Longtime officer shot to death; Foul play not suspected  By Jason G. Howe and Jim Patten 
_Staff Writers _

METHUEN - Off-duty Lawrence police Officer Kevin Callahan was found dead in a room off the garage of his home yesterday afternoon, a bullet wound to his head.

(Gulp!):sad:


----------



## PearlOnyx (Jun 28, 2002)

NO,

Do you have the entire article, or is that it? I'm surprised I didn't hear about this.


----------



## no$.10 (Oct 18, 2005)

"Do you have the entire article, or is that it? I'm surprised I didn't hear about this."

Couldn't find a downloadable version, unless you subscribe to Eagle Tribune Online, I guess all they'll give you is the main line. But I did hear that there is going to be a funeral Monday (tommorrow). I was hoping someone with more information could add to this, as mostly what I had was second hand information.:sad:


----------



## kwflatbed (Dec 29, 2004)

Veteran Lawrence Police Department Officer Dies

The Lawrence Police Department regrets to announce the death of Officer Kevin Callahan, an 17 year veteran of the Lawrence Police Department on December 7, 2005. Callahan leaves his wife, Cindy and two children, ages 7 and 9.

The wake will be held on Monday, December 12, 2005 at St. Michael's Church in North Andover, MA from 3:00 PM to 9:00 PM. The funeral will be on Tuesday, December 13, 2005 at 11:00 AM at St. Michael's Church. Internment will follow at Ridgewood Cemetery, North Andover, MA.

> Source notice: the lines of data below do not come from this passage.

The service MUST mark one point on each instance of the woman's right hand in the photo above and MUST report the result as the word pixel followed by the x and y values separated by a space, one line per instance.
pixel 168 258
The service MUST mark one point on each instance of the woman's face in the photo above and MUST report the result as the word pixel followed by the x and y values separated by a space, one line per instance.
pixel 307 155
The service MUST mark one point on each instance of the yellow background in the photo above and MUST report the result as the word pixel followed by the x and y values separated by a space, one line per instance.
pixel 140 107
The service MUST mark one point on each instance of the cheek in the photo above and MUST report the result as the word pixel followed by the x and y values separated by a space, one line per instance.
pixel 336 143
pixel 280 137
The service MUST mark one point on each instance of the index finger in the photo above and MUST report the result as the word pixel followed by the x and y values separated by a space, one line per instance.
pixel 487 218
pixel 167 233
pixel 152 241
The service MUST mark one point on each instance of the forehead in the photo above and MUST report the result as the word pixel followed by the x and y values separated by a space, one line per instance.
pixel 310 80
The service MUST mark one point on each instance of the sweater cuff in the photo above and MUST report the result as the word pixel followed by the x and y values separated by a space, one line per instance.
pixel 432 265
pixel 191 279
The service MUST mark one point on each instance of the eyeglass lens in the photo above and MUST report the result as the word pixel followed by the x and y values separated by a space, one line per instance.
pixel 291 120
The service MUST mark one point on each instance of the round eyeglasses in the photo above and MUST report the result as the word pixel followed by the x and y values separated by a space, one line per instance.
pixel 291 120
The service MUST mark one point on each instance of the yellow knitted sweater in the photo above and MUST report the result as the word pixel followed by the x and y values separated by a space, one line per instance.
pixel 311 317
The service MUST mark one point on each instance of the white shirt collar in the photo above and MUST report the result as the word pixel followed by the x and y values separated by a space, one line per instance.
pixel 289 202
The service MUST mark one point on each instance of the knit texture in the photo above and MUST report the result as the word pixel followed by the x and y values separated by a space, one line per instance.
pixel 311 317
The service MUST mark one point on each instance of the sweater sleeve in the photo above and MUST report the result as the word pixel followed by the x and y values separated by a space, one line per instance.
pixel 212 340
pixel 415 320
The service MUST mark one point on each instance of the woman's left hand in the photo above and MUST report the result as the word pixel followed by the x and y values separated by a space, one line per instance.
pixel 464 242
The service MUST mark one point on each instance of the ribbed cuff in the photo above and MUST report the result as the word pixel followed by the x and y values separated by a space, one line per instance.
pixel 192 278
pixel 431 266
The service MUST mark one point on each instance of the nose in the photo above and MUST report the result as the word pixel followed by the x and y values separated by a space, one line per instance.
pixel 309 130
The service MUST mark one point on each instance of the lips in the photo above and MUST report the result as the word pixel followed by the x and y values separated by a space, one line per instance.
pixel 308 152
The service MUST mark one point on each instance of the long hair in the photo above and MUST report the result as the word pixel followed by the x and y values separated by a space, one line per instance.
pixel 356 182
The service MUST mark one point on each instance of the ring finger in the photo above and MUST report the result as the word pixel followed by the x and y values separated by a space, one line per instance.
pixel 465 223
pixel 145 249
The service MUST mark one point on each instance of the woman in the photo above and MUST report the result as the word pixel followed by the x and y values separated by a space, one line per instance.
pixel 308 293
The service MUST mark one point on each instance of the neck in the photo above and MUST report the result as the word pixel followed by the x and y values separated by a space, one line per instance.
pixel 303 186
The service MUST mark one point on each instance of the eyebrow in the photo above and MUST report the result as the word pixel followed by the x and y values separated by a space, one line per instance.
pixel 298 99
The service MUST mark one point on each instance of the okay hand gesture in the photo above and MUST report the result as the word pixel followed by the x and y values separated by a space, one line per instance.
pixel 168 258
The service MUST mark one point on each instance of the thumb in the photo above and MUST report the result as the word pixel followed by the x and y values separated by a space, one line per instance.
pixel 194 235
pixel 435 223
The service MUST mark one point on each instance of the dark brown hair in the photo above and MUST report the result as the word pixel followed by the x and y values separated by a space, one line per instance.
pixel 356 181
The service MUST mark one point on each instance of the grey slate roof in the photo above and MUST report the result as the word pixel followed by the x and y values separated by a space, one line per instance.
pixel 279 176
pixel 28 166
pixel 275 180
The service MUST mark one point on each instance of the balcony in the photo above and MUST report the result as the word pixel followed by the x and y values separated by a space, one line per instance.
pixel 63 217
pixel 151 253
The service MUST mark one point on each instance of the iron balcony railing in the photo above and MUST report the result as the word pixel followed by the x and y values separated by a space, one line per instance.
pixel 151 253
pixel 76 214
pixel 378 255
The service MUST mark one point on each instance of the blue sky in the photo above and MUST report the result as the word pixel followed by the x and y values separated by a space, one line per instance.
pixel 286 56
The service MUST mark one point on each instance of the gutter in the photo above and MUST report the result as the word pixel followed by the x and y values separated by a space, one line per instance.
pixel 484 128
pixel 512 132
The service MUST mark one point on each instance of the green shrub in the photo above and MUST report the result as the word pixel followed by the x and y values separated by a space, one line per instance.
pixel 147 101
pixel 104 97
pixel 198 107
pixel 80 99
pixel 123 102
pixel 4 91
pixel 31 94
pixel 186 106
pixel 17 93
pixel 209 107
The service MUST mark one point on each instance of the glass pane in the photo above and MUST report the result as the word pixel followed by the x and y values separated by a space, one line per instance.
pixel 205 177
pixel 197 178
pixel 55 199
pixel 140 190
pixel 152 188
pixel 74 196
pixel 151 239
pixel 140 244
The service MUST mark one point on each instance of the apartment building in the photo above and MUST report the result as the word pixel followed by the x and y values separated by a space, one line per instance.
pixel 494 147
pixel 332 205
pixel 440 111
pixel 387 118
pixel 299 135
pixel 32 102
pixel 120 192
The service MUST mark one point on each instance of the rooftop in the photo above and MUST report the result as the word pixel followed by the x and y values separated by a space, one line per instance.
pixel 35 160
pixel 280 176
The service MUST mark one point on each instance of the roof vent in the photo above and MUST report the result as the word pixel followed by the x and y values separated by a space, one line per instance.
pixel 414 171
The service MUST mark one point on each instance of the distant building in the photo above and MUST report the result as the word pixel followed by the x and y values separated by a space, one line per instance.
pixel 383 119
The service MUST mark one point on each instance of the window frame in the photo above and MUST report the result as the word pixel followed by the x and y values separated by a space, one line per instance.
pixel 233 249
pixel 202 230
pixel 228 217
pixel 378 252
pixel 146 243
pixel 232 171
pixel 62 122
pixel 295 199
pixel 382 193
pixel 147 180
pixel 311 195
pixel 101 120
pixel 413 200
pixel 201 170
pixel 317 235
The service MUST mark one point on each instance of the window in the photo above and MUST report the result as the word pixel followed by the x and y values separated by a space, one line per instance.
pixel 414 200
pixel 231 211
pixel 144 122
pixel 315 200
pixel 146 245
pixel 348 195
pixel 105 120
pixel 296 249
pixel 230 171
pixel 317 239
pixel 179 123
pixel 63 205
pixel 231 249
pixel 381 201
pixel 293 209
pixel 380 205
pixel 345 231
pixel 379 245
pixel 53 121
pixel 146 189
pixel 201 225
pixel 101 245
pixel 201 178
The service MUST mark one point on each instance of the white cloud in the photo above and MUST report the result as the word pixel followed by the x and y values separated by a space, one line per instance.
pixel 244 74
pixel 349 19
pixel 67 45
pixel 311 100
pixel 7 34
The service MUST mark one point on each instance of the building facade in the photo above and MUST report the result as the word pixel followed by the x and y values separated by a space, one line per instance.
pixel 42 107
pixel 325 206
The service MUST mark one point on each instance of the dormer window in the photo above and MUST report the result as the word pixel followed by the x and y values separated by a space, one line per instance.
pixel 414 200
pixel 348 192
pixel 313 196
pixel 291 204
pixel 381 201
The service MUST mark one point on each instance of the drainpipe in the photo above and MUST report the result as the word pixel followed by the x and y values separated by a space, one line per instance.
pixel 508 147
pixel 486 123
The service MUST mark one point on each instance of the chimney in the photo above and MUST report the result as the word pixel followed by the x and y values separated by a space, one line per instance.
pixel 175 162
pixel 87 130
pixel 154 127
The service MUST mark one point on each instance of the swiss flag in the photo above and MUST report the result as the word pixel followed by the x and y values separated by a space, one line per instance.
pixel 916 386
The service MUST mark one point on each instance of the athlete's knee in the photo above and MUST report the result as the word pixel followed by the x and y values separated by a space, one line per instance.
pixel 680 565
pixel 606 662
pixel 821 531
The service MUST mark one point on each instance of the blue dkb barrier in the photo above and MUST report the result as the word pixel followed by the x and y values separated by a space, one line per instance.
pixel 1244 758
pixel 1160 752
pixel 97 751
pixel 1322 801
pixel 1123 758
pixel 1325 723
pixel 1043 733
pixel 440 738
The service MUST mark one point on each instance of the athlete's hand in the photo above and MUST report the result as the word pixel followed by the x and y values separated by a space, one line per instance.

Kevin Callahan Memorial Trust Fund Established
Members of the Lawrence Police Department have established a Memorial Trust Fund for the wife and two children of Officer Kevin Callahan, an 17 year veteran of the Lawrence Police Department who died on December 7, 2005.

Persons wishing to donate to this fund may do so at the:

Lawrence Firefighters Federal Credit Union
Kevin Callahan Memorial Trust Fund
Account # 13707006
14 Amesbury St.
Lawrence, MA 01840


----------